I could say all voters were disenfranchised because of ballot harvesting but we all know that would be unprovable – without video proof. But wait, someone did video that very thing, but there again, how do we know it was fake ballots?
One could also say Claudine Gay was hired because of the color of her skin, but resigned because of the content of her character. Would that be truthful? Maybe.

Jay Kayne
Trusted Member
Jay Kayne(@jay-kayne)
1 month ago
Reply to  WaynesBit

Mr. Bit, did you forget Dr. King was in Memphis to support a garbage workers strike when he was assassinated in April 1968? The strike focused on the fact the municipal government did not provide a living wage for the mostly African-American workforce. The current Supreme Court has eroded the right of workers to organize by continuously siding with big business when it comes to labor issues.

Last edited 1 month ago by Jay Kayne
tamilad
Member
tamilad(@tamilad)
1 month ago

I really enjoyed this article and I love our community. It saddens me that everything has to turn political instead of just rejoicing in the steps we have taken. It’s a beautiful day when a hometown parade encourages a visitor to stay. Thank you for sharing ☀️

Jo-Ann Leimberg
Member
Jo-Ann Leimberg(@jo-ann-leimberg)
1 month ago

After readign Reverend Green’s piece, I wanted to see when our observance was taking place.

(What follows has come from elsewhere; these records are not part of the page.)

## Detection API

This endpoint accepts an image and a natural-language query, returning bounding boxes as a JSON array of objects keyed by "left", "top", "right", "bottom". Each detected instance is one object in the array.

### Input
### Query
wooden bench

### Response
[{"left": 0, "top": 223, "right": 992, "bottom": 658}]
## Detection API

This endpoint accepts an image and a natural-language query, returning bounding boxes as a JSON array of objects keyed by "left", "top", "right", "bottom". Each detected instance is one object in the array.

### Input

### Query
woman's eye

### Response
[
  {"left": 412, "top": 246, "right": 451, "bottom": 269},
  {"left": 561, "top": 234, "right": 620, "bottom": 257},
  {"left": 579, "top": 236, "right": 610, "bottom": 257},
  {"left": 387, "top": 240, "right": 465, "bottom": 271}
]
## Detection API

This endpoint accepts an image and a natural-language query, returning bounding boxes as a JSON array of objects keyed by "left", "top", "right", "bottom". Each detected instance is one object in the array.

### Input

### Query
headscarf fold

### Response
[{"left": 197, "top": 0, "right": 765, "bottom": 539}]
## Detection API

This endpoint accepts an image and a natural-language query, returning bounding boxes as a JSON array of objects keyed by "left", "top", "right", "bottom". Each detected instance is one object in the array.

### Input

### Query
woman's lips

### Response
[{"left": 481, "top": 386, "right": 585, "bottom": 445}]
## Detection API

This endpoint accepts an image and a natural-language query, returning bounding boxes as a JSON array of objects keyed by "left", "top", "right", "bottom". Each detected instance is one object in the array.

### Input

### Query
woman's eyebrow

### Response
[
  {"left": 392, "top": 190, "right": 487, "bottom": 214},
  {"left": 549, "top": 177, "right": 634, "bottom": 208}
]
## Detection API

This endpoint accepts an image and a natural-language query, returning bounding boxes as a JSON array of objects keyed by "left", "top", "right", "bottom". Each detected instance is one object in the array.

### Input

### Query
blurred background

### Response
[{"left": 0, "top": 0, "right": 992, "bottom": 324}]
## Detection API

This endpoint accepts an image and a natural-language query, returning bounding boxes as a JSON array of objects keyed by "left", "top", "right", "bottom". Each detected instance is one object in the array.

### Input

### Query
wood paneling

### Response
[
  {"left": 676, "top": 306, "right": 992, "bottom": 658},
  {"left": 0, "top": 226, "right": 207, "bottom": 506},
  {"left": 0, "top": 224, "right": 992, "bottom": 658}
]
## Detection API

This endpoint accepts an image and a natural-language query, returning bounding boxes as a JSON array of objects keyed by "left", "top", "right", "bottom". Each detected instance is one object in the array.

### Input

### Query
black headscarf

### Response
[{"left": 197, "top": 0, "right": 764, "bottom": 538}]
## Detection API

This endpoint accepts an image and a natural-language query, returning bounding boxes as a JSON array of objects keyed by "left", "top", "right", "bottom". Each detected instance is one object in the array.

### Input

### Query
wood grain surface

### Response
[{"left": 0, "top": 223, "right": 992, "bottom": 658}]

According to the city website, I see Fernandina’s parade is scheduled for Wednesday the 17th from 12 – 1. Does anyone know why it takes place on a day other than the 15th?

Kathy Blacklock
Editor
Active Member
Kathy Blacklock(@blacklock)
1 month ago

The city’s website shows the parade date as today, January 15.

Richard Timm
Trusted Member
Richard Timm(@rtimm-ontheislandgmail-com)
1 month ago

Lynda, you thoughts are always welcomed. Thank you.